Tim inquired about:
how to create an elegant graph for Web visitor traffic statistics that shows both how many views a page gets and then how many people click that page to go further ("conversion rate"). Part of the problem is that conversion rates vary from, say, .3% to 50% (a wide range).
Lets work with this sample data set. I ordered it from highest to lowest click rate, which is the primary metric of interest. The number of page views is of interest too as sometimes rarely-visited pages may have high click rates.
At this point, it's important to know the context. Specifically, who controls the allocation of pages? Did the data come from a randomized experiment? Or did they get a self-selected sample (e.g. web surfers deciding which section of the site to visit)?

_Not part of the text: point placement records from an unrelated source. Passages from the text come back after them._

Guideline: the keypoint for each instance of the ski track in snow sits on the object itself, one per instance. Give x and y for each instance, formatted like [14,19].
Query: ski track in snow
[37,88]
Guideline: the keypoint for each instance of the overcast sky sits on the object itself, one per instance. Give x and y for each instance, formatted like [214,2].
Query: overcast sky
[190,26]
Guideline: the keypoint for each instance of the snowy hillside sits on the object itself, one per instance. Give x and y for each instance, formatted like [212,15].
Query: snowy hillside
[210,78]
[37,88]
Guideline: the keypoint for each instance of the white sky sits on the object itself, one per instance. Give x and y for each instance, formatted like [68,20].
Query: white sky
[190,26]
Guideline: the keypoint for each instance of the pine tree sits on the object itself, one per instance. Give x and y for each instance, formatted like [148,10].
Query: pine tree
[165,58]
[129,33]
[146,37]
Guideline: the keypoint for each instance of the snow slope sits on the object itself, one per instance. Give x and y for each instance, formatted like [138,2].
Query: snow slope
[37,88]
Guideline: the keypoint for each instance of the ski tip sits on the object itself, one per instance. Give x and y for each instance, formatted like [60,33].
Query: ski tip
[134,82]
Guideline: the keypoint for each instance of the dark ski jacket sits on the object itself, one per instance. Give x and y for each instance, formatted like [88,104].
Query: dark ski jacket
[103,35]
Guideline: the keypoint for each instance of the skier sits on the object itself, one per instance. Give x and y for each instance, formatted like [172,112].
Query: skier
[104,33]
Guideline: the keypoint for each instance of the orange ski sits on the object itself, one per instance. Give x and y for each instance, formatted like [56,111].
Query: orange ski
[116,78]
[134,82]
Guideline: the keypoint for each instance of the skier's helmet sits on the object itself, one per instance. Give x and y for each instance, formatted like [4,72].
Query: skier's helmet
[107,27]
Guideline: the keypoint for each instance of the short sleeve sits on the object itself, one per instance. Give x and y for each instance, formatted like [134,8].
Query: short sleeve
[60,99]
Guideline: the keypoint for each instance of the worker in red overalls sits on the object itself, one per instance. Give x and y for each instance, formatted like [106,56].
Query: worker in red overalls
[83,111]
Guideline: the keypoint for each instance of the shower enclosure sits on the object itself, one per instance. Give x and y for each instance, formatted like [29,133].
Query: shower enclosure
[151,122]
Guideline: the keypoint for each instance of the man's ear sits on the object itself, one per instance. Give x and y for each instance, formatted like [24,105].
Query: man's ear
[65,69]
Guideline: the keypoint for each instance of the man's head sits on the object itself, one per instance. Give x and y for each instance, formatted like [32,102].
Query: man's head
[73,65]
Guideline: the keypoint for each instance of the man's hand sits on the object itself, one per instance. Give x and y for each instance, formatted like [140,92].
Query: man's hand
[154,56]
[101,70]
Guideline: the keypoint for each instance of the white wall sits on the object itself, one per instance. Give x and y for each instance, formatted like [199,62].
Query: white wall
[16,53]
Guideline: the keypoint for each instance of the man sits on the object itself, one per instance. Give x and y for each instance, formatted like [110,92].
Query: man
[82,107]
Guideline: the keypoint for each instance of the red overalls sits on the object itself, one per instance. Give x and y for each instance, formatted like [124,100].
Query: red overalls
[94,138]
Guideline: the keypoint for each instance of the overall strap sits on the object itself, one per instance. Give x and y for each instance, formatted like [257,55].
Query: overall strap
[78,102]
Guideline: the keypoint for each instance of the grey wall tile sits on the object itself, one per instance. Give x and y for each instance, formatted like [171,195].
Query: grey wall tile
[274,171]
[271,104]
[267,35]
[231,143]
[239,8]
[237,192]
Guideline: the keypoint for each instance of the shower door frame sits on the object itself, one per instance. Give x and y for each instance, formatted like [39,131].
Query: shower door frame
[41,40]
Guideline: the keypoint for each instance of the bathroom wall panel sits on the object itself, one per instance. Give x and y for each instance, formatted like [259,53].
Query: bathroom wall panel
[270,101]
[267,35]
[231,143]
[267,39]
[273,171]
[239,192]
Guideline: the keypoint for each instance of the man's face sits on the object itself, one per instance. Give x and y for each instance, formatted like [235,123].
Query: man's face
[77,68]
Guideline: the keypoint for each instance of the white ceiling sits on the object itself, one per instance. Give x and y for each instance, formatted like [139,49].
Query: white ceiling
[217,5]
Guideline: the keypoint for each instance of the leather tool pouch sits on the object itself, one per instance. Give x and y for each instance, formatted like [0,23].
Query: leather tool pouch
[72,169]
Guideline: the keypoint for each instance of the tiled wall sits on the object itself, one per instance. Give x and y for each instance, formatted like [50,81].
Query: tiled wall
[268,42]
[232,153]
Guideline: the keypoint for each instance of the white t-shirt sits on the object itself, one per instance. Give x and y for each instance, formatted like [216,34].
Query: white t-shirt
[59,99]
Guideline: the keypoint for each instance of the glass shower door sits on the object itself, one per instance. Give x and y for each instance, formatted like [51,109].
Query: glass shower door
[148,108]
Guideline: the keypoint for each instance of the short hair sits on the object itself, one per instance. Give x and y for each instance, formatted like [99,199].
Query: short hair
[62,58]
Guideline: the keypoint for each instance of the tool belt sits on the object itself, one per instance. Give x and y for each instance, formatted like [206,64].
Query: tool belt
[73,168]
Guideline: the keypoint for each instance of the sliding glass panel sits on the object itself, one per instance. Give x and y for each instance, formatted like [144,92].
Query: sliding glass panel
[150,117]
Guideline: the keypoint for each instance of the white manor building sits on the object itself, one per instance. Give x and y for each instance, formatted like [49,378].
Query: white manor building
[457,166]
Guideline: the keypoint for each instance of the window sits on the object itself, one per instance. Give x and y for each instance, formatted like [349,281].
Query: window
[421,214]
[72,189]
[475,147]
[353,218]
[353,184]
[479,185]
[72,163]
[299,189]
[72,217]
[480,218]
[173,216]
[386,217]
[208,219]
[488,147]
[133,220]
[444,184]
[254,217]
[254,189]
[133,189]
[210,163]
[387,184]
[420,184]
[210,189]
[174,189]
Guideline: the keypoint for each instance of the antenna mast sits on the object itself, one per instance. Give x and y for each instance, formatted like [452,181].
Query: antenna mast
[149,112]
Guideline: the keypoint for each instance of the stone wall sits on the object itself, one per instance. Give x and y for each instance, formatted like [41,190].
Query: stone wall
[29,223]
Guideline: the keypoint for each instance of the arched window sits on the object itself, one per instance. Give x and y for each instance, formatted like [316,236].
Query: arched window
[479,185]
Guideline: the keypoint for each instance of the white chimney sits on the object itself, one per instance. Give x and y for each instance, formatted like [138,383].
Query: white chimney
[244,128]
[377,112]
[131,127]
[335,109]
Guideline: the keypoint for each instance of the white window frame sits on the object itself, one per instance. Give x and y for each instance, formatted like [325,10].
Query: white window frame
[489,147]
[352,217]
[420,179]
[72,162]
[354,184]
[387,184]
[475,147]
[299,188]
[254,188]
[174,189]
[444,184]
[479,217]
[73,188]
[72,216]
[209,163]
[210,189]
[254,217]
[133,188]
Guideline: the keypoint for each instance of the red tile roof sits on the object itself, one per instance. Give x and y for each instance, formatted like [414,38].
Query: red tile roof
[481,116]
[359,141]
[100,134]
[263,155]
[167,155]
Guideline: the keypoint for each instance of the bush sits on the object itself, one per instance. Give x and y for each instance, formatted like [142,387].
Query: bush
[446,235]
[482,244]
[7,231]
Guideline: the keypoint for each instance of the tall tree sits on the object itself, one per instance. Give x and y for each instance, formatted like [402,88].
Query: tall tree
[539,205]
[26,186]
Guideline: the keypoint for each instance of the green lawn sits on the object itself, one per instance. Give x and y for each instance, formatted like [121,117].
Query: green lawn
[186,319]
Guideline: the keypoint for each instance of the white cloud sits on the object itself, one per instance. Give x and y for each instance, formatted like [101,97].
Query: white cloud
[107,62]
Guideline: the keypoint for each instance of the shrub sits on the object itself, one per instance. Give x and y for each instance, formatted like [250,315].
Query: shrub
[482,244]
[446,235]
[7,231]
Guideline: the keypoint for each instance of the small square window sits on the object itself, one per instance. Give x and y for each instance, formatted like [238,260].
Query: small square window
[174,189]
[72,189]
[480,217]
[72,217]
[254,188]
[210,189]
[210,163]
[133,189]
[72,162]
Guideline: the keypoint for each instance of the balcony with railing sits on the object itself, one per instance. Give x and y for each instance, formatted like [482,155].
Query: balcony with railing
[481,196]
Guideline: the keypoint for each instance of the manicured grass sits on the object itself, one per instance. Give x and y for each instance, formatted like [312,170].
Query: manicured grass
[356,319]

The first construct I tried is the "lift curve" often used in marketing. It's the same thing as the Lorenz curve used by demographers but interpreted differently. Here, we see that Guitar pages accounted for 26% of the page views but 37% of the clicks; House pages accounted for an incremental 44% of the pages and 59% of the clicks; etc. The relative click rates are immediately clear from the steepness of the line segments. The lift curve is appropriate for the self-selected case, in which we can take the allocation of page views as fixed.
If the allocation of page views is a decision to be made, then it doesn't make much sense to accumulate page views. The second construct is the "scatter plot" of % clicks versus % page views. The steepness of the line through the origin helps us compare the click rates. Bicycles is clearly inferior in generating clicks.
Both these constructs are highly efficient; adding new data does not expand the chart at all.
Keen readers will observe that the slope of the line is not the click rate but rather a click rate index (relative to the overall click rate). This means that any data point above the diagonal has above-average click rate.